Con el objetivo de concienciar acerca de la importancia de apoyar a las personas que padecen problemas de salud mental, recientemente se ha celebrado el Día Mundial de la Salud Mental, que en 2023 tiene por lema 'La salud mental es un derecho humano universal'.
La Organización Farmacéutica Colegial se ha unido a esta reivindicación del derecho a la salud mental publicando un informe técnico centrado en la esquizofrenia, una de las enfermedades que, según la propia Organización Mundial de la Salud (OMS), provoca un mayor estigma, exclusión social y discriminación hacia las personas que la padecen.
La causa de la enfermedad no se conoce, pero se acepta su carácter multifactorial, en el que participan factores ambientales pre-, peri- y posnatales, factores genéticos, sociales y una desestructuración de los circuitos neuronales o de las áreas cerebrales.
El debut clínico de la esquizofrenia suele ocurrir en la adolescencia o en adultos jóvenes, especialmente entre los varones, a quienes afecta en mayor medida; sin embargo, en las mujeres aumenta la incidencia a partir de los 50 años.
Las manifestaciones clínicas incluyen síntomas positivos -delirios, alucinaciones, agresividad en algunos casos-; síntomas negativos -anhedonia, desinterés social, aplanamiento afectivo-; síntomas cognitivos que afectan a la atención y a la memoria; y síntomas afectivos como ansiedad o agitación.
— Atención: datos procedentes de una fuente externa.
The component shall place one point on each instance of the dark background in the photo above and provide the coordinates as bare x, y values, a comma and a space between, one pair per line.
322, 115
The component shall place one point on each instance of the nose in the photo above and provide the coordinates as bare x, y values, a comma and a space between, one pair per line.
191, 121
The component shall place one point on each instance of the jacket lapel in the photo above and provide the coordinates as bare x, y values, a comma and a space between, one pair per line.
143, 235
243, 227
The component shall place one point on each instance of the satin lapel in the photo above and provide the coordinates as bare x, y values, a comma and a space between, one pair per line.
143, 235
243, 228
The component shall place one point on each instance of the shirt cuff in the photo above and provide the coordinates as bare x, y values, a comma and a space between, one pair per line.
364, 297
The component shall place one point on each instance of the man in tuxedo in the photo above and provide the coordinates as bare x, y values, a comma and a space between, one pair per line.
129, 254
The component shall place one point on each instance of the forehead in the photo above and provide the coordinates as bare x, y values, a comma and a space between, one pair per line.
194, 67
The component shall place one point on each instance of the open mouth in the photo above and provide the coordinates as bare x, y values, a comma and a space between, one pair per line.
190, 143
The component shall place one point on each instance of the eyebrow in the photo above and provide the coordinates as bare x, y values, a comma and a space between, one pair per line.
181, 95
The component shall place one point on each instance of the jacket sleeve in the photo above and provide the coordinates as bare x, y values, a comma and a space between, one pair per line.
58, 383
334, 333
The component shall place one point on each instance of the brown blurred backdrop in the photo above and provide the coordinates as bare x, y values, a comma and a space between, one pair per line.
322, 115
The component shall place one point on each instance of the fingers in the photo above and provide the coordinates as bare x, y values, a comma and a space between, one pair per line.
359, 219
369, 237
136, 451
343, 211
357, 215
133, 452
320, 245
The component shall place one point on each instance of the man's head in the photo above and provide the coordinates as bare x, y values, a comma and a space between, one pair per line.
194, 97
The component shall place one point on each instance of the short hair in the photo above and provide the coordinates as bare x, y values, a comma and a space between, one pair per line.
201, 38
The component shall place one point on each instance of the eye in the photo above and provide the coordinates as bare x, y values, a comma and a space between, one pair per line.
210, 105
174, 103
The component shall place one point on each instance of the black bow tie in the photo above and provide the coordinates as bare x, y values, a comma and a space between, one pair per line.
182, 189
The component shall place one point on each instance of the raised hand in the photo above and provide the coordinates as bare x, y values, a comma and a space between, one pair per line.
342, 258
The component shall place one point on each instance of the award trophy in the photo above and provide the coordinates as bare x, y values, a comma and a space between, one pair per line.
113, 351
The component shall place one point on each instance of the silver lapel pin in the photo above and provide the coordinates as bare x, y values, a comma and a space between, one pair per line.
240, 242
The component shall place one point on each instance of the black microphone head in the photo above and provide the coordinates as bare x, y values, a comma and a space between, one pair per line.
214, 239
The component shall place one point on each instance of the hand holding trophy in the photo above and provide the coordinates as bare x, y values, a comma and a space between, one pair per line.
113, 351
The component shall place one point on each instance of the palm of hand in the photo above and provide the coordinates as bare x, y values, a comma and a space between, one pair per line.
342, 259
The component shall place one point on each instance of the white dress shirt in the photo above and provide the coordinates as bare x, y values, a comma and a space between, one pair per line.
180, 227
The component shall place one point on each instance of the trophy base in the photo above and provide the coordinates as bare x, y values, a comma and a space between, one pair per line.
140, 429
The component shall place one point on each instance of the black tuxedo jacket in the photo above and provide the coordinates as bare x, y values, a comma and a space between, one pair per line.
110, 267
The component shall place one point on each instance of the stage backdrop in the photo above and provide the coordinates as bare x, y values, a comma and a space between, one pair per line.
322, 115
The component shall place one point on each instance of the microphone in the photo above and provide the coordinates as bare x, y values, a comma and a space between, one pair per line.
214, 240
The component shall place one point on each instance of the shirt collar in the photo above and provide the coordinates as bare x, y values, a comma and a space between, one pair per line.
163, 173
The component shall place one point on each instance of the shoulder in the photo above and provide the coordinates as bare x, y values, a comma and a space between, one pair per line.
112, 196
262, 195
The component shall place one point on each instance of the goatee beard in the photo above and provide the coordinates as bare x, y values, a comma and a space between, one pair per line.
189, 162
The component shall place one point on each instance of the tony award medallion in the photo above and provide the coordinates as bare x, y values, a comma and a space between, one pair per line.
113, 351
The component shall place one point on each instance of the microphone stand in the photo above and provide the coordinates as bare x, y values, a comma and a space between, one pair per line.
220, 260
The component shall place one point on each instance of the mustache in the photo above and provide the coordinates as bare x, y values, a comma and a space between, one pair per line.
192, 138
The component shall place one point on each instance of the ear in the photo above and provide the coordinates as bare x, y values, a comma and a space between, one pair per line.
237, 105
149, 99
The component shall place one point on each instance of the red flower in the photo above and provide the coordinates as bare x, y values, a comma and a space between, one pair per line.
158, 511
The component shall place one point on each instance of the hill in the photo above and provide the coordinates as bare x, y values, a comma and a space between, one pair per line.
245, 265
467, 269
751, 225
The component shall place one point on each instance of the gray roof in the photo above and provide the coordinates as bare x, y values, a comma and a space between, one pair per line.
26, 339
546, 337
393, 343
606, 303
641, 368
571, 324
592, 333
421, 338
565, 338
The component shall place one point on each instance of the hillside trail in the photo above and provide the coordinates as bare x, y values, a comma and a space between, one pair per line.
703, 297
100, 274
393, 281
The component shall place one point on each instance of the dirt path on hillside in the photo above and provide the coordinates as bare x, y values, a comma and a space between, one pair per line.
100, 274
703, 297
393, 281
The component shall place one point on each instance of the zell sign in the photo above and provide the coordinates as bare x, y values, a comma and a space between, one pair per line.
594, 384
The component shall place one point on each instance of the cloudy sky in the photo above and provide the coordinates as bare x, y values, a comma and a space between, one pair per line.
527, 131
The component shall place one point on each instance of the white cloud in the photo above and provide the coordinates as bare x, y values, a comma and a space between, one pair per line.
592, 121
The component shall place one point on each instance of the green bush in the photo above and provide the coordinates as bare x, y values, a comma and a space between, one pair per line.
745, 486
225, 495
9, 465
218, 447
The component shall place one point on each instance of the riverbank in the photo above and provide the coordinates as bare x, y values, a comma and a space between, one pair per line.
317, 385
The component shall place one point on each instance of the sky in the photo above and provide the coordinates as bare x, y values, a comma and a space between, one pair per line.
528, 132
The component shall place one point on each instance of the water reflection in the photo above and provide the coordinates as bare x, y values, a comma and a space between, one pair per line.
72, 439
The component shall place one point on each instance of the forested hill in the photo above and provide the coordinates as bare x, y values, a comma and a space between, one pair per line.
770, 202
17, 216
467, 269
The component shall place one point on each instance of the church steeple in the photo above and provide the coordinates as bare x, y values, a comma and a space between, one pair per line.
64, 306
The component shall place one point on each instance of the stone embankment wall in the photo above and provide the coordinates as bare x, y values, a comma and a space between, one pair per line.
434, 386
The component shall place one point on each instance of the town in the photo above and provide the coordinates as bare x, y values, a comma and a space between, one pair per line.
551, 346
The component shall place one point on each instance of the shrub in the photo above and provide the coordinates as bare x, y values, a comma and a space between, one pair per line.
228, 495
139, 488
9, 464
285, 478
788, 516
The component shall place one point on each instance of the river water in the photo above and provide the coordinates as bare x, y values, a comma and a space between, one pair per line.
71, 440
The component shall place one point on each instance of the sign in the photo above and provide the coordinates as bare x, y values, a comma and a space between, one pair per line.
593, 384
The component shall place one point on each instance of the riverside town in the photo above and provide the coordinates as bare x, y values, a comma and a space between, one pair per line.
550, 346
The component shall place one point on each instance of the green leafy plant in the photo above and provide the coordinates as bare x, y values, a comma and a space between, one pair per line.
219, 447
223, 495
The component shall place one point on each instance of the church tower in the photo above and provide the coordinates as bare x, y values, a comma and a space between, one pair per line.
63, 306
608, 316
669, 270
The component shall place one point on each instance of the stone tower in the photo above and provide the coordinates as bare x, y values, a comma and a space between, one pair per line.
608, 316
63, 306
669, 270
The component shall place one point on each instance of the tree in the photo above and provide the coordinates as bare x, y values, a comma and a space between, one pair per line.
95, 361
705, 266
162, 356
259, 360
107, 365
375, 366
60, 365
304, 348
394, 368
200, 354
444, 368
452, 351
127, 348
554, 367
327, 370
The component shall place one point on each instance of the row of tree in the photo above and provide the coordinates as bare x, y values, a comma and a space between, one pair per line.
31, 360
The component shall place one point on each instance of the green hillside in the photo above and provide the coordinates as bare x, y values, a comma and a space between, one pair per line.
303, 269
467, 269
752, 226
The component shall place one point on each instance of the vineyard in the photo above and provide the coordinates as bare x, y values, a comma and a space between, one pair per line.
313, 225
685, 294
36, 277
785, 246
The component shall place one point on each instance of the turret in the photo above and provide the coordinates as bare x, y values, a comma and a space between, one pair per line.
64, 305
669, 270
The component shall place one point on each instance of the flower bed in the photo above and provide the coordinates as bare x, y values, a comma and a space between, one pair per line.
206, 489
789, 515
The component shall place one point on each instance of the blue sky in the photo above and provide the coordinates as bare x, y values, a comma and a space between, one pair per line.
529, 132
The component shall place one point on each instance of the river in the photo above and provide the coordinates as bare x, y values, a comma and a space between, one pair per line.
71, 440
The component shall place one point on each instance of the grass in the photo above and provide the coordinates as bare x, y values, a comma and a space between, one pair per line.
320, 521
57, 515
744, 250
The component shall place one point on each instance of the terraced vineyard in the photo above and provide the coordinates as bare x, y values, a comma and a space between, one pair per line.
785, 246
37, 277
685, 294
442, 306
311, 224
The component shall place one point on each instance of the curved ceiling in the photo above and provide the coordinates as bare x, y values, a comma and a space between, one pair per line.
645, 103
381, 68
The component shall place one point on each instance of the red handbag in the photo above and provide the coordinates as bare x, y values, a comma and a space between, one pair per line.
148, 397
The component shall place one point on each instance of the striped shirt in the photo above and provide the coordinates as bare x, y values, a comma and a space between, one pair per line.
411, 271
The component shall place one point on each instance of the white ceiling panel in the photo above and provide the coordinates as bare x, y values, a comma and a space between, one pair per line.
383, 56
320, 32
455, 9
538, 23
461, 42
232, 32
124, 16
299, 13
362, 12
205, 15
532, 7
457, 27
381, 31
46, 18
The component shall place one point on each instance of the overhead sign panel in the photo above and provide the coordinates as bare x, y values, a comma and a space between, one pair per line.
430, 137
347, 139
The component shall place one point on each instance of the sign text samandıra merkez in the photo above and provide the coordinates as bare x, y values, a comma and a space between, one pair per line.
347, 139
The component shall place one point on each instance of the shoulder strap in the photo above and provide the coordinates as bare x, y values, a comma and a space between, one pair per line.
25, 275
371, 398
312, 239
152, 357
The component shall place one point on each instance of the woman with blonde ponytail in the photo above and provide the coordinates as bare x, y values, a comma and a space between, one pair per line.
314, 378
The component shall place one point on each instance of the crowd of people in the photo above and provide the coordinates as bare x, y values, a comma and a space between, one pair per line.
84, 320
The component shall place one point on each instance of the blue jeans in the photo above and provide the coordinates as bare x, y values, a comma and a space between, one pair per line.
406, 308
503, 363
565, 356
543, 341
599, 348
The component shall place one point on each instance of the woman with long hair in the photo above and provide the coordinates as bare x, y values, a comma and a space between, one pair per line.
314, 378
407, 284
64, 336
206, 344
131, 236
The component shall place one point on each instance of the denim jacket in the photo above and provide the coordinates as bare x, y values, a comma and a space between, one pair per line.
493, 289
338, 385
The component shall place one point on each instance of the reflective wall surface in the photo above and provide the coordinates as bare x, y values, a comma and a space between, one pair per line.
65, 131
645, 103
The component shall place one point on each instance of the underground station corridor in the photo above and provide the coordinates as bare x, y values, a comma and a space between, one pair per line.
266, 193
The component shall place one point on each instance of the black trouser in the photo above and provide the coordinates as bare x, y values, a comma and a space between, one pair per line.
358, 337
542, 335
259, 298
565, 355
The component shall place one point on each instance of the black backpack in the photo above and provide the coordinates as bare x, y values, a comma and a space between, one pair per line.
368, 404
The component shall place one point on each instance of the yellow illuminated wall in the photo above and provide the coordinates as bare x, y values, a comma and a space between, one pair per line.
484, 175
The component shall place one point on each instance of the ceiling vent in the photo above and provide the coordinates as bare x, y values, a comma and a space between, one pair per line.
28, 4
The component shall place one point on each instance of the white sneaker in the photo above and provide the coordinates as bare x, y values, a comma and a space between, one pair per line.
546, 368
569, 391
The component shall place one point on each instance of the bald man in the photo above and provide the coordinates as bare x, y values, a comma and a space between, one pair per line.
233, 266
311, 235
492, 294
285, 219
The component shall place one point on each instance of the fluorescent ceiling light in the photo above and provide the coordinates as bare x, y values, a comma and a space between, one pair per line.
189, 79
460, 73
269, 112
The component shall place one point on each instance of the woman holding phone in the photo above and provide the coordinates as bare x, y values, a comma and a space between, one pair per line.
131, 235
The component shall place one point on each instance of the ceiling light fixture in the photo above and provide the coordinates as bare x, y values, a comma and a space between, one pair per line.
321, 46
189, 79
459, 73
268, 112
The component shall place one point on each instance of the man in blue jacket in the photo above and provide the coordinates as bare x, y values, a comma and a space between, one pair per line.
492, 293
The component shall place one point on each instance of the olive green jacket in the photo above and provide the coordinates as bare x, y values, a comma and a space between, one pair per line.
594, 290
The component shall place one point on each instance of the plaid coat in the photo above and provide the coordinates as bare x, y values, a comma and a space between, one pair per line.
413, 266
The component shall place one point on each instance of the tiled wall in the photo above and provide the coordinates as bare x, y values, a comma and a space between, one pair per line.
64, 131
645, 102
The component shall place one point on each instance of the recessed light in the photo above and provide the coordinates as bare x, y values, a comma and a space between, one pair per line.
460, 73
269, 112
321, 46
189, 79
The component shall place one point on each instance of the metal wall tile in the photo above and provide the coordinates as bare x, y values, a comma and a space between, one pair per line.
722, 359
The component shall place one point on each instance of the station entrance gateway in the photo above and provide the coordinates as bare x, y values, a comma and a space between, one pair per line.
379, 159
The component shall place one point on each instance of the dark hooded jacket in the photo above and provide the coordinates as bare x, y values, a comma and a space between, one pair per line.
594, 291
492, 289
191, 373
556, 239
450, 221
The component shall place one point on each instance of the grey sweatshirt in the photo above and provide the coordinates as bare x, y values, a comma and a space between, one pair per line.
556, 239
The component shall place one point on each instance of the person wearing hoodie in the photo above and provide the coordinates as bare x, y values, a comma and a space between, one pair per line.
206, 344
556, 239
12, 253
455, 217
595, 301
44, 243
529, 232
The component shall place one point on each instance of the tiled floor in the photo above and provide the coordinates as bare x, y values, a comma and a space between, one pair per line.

El farmacéutico es un profesional clave en el control de los síntomas de la esquizofrenia. El uso de fármacos antipsicóticos constituye la principal línea de tratamiento de la esquizofrenia.
Además, las terapias psicoeducativas y cognitivo-conductuales han mostrado eficacia en combinación con el tratamiento farmacológico en la mejora del desempeño sociolaboral y en la funcionalidad global de los pacientes.
En todo caso, los farmacéuticos desempeñan una importante función para favorecer el control de los síntomas de esta enfermedad y mejorar la salud de las personas que la padecen.
De manera específica, la adherencia al tratamiento es un problema de especial relevancia en estos pacientes, por lo que la acción del farmacéutico a este respecto resulta fundamental.
Además, la labor de educación sanitaria ejercida por el farmacéutico puede ayudar a mejorar la calidad de vida incidiendo en el control de hábitos perjudiciales para la salud, como el consumo de tabaco y alcohol, muy frecuentes en las personas con esquizofrenia, y en el manejo de comorbilidades como la obesidad y la diabetes, que pueden ser un efecto adverso común de los fármacos antipsicóticos.
Desde la profesión farmacéutica de están desarrollando varias acciones con el objetivo de visibilizar la pandemia silenciosa que constituyen los problemas de salud mental, así como el papel que puede jugar el farmacéutico en su prevención y detección precoz. Poder sentirse seguro es fundamental para luchar contra los problemas de salud mental. No cabe duda de que los farmacéuticos pueden dar esa seguridad.